Bitcoin Mixing Tycoon Arrested for Alleged $336M Laundering

Another bitcoin mixing service fraud gets caught with the help of the International Revenue Service, this time catching a suspect of 336 million dollars.

A Bitcoin tycoon got arrested when he got into the net of the IRS. An agent from the department for enforcing tax laws played an undercover role acting as a narcotics dealer, catching the suspect of huge digital currency fraud. The guy had been in the business for the course of over a decade.

Roman Sterlingov, a Swedish and Russian citizen was involved in money laundering and money transmission without having a license. The revealed public court documents broke the news of his arrest, which in itself is an interesting story.

Bitcoin Fog was the suspects’ Bitcoin mixing service that as per the report let customers transfer Bitcoin while shadowing where the coins are sent from. It was found in 2011 and has been used to shift 1.2 million BTC that equals $335.8 million assessed on the value of Bitcoins at the time of transactions.

As per the report by IRS, the alleged fraud Bitcoin service was involved in stealing Bitcoins through hacking campaigns. To go about the case, federal agents used blockchain analysis and ran funds through Bitcoin Fog.

The U.S Federal Agent Beckett told that even though Bitcoins come with a reputation for maintaining the owner’s anonymity, they often could be tracked through addresses via blockchain analysis. This is exactly what the agent did to track and arrest the suspect involved in $336 million of Bitcoins laundering.
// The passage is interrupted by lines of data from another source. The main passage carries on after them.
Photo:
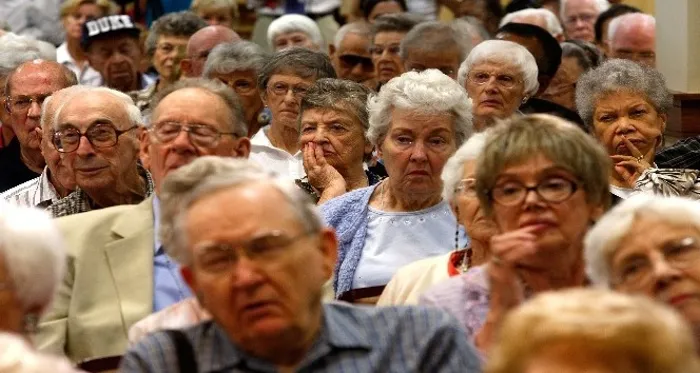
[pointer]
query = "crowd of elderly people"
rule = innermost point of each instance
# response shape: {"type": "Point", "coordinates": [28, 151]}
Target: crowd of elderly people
{"type": "Point", "coordinates": [491, 194]}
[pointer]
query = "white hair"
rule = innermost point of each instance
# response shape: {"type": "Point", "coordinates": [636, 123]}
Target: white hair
{"type": "Point", "coordinates": [453, 171]}
{"type": "Point", "coordinates": [603, 239]}
{"type": "Point", "coordinates": [295, 23]}
{"type": "Point", "coordinates": [429, 91]}
{"type": "Point", "coordinates": [553, 24]}
{"type": "Point", "coordinates": [503, 52]}
{"type": "Point", "coordinates": [629, 19]}
{"type": "Point", "coordinates": [34, 254]}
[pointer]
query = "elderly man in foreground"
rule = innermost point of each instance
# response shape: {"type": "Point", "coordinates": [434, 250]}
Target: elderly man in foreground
{"type": "Point", "coordinates": [259, 269]}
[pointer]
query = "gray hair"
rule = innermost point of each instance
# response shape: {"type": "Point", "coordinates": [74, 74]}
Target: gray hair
{"type": "Point", "coordinates": [237, 56]}
{"type": "Point", "coordinates": [502, 51]}
{"type": "Point", "coordinates": [299, 62]}
{"type": "Point", "coordinates": [435, 36]}
{"type": "Point", "coordinates": [453, 171]}
{"type": "Point", "coordinates": [180, 24]}
{"type": "Point", "coordinates": [34, 254]}
{"type": "Point", "coordinates": [237, 121]}
{"type": "Point", "coordinates": [621, 75]}
{"type": "Point", "coordinates": [206, 175]}
{"type": "Point", "coordinates": [553, 24]}
{"type": "Point", "coordinates": [295, 23]}
{"type": "Point", "coordinates": [603, 239]}
{"type": "Point", "coordinates": [520, 138]}
{"type": "Point", "coordinates": [428, 91]}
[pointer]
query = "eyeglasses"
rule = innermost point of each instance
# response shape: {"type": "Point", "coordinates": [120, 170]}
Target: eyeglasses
{"type": "Point", "coordinates": [502, 80]}
{"type": "Point", "coordinates": [216, 258]}
{"type": "Point", "coordinates": [638, 271]}
{"type": "Point", "coordinates": [200, 135]}
{"type": "Point", "coordinates": [281, 89]}
{"type": "Point", "coordinates": [554, 190]}
{"type": "Point", "coordinates": [100, 136]}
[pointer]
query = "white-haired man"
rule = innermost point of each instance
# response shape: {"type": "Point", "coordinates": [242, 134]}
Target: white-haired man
{"type": "Point", "coordinates": [259, 270]}
{"type": "Point", "coordinates": [118, 271]}
{"type": "Point", "coordinates": [579, 17]}
{"type": "Point", "coordinates": [633, 37]}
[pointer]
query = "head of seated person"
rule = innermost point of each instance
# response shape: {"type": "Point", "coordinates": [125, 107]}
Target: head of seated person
{"type": "Point", "coordinates": [216, 12]}
{"type": "Point", "coordinates": [295, 30]}
{"type": "Point", "coordinates": [587, 330]}
{"type": "Point", "coordinates": [167, 42]}
{"type": "Point", "coordinates": [499, 76]}
{"type": "Point", "coordinates": [238, 65]}
{"type": "Point", "coordinates": [434, 45]}
{"type": "Point", "coordinates": [32, 263]}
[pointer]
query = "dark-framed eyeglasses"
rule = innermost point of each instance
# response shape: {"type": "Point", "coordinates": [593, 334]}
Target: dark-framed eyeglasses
{"type": "Point", "coordinates": [100, 136]}
{"type": "Point", "coordinates": [553, 189]}
{"type": "Point", "coordinates": [200, 135]}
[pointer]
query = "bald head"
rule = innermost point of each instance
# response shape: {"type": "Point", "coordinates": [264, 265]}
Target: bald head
{"type": "Point", "coordinates": [199, 46]}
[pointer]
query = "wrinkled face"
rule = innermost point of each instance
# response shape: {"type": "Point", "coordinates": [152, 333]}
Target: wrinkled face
{"type": "Point", "coordinates": [352, 60]}
{"type": "Point", "coordinates": [625, 114]}
{"type": "Point", "coordinates": [562, 89]}
{"type": "Point", "coordinates": [339, 133]}
{"type": "Point", "coordinates": [579, 19]}
{"type": "Point", "coordinates": [560, 227]}
{"type": "Point", "coordinates": [73, 22]}
{"type": "Point", "coordinates": [189, 106]}
{"type": "Point", "coordinates": [416, 148]}
{"type": "Point", "coordinates": [270, 295]}
{"type": "Point", "coordinates": [660, 259]}
{"type": "Point", "coordinates": [166, 58]}
{"type": "Point", "coordinates": [244, 83]}
{"type": "Point", "coordinates": [117, 59]}
{"type": "Point", "coordinates": [496, 89]}
{"type": "Point", "coordinates": [447, 61]}
{"type": "Point", "coordinates": [283, 97]}
{"type": "Point", "coordinates": [293, 39]}
{"type": "Point", "coordinates": [385, 55]}
{"type": "Point", "coordinates": [99, 168]}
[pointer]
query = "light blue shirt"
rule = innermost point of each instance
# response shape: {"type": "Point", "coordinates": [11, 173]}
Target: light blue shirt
{"type": "Point", "coordinates": [168, 285]}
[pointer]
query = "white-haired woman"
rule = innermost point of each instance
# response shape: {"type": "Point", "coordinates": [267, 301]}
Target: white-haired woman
{"type": "Point", "coordinates": [31, 267]}
{"type": "Point", "coordinates": [459, 189]}
{"type": "Point", "coordinates": [295, 30]}
{"type": "Point", "coordinates": [499, 76]}
{"type": "Point", "coordinates": [417, 122]}
{"type": "Point", "coordinates": [650, 245]}
{"type": "Point", "coordinates": [586, 330]}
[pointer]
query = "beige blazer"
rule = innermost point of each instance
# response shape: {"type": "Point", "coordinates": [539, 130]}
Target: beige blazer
{"type": "Point", "coordinates": [108, 285]}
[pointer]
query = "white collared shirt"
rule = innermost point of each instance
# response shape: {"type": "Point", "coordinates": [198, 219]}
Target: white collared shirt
{"type": "Point", "coordinates": [274, 159]}
{"type": "Point", "coordinates": [86, 75]}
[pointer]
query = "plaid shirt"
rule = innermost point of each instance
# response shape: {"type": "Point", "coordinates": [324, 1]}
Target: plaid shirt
{"type": "Point", "coordinates": [79, 202]}
{"type": "Point", "coordinates": [352, 339]}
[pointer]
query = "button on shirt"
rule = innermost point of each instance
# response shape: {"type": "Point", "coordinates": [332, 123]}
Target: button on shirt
{"type": "Point", "coordinates": [168, 285]}
{"type": "Point", "coordinates": [274, 159]}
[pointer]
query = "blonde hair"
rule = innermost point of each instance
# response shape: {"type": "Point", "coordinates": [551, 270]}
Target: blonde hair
{"type": "Point", "coordinates": [633, 328]}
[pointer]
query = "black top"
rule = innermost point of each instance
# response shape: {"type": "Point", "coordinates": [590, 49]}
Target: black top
{"type": "Point", "coordinates": [12, 170]}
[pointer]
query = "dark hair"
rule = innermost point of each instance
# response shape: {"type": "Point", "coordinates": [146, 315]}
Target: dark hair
{"type": "Point", "coordinates": [366, 6]}
{"type": "Point", "coordinates": [612, 12]}
{"type": "Point", "coordinates": [301, 62]}
{"type": "Point", "coordinates": [549, 62]}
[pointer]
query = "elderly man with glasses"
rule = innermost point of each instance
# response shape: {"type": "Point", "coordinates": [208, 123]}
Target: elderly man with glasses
{"type": "Point", "coordinates": [118, 271]}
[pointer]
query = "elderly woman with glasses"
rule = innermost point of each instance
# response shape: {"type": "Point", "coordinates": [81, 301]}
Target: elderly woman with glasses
{"type": "Point", "coordinates": [544, 182]}
{"type": "Point", "coordinates": [416, 122]}
{"type": "Point", "coordinates": [283, 81]}
{"type": "Point", "coordinates": [627, 107]}
{"type": "Point", "coordinates": [459, 188]}
{"type": "Point", "coordinates": [650, 245]}
{"type": "Point", "coordinates": [499, 76]}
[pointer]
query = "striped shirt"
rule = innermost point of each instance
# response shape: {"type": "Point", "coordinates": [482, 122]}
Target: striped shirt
{"type": "Point", "coordinates": [35, 192]}
{"type": "Point", "coordinates": [351, 339]}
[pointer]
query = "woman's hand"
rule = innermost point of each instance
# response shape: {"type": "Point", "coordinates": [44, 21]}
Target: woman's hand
{"type": "Point", "coordinates": [630, 168]}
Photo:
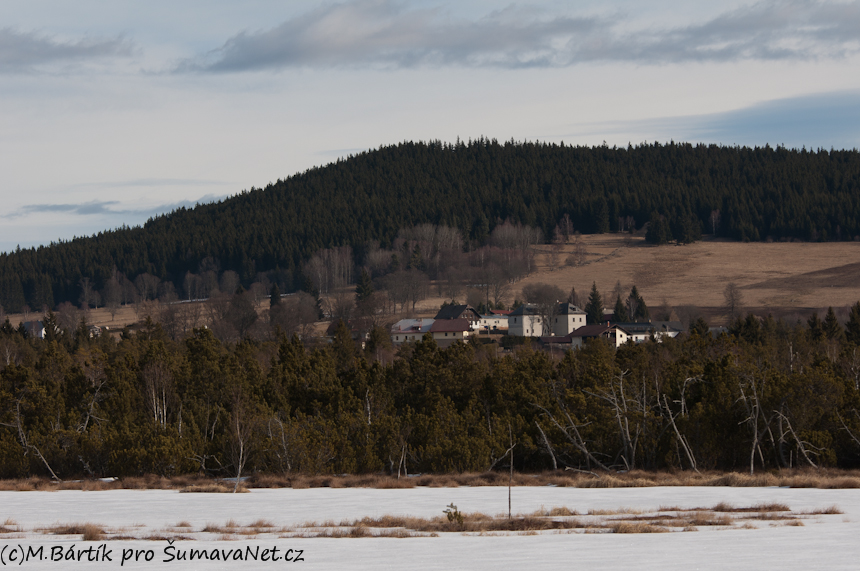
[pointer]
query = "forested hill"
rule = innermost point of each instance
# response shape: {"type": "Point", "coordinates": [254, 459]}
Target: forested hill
{"type": "Point", "coordinates": [758, 193]}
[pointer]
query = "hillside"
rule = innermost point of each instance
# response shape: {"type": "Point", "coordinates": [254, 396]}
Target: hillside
{"type": "Point", "coordinates": [739, 193]}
For collecting further evidence against the criminal, a transaction on Bitcoin Fog was conducted which was enacted as coming from a narcotics sale.

“Analysis of bitcoin transactions, financial records, Internet service provider records, e-mail records, and additional investigative information, identifies Roman Sterlingov as the principal operator of Bitcoin Fog,” Beckett said in the affidavit.

As per the latest on the news, the Bitcoin website is still operating and experts are viewing it as that law enforcement might be using it in attempts to catch criminals using the service.